Early learning services, schools and tertiary education providers in the South are itching to get going again after the Government announced they will all reopen at alert level 2.
Otago Secondary Principals' Association president Linda Miller said secondary schools would be relieved to get pupils, particularly those in years 11-13, back in class.
"I was very relieved that there was no mention of the 1m distancing at schools that had previously been a feature of alert level 2," she said yesterday.
"This would have required massive disruption to the normal operation of schools to implement, would have meant many schools could not operate for all year levels, and would have been impossible to police."
She said guidelines from the Ministry of Education provided common-sense information that was "realistic and workable".
"Obviously, all schools will be operating with heightened awareness of the importance of physical distancing, as practicable, and vigilance around safe hygiene practices.
"Additional cleaning protocols, no large gatherings and changes to some practices to reduce contact will all be features of life under alert level 2."
Otago Primary Principals' Association president Shelley Wilde was pleased that schools would only reopen under level 2 if the Ministry of Health confirmed it was safe.
She was also pleased any reopening would not happen midweek, giving staff more time to prepare.
Dunedin Kindergarten Association general manager Christine Kerr said the move to open early learning centres under level 3 had gone well, and teachers had enjoyed some interaction with children online.
However, they were itching to work face-to-face with the children again.

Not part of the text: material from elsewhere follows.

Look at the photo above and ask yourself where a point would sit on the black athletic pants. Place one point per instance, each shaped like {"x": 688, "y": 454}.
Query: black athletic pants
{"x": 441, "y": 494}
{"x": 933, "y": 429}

Southern Institute of Technology chief executive Penny Simmonds said she expected up to 90 per cent of the organisation's courses to resume in relative normality under level 2.
"Practical components, such as workshops and kitchens for training chefs, will start to hum again," she said.
Simmonds said nursing and business students could have a mixture of on-campus and off-campus tuition to create enough space for them.
Personal protective equipment would be needed for teaching hairdressing and beauty therapy, she said.
Staff had been planning for the past 10 days to work out which classes could likely return.
Planned cultural events, such as celebrating Matariki and Diwali, and orientation activities were in jeopardy, however.
A spokeswoman for the University of Otago said the university expected to receive more detailed information from the Tertiary Education Commission and it would take time to work through implications.
"The return to work and to study at the university will be well managed," she said.
Otago Polytechnic deputy chief executive Megan Gibbons said the institute planned to have more staff and students on campus at level 2 and it was working through the details of that.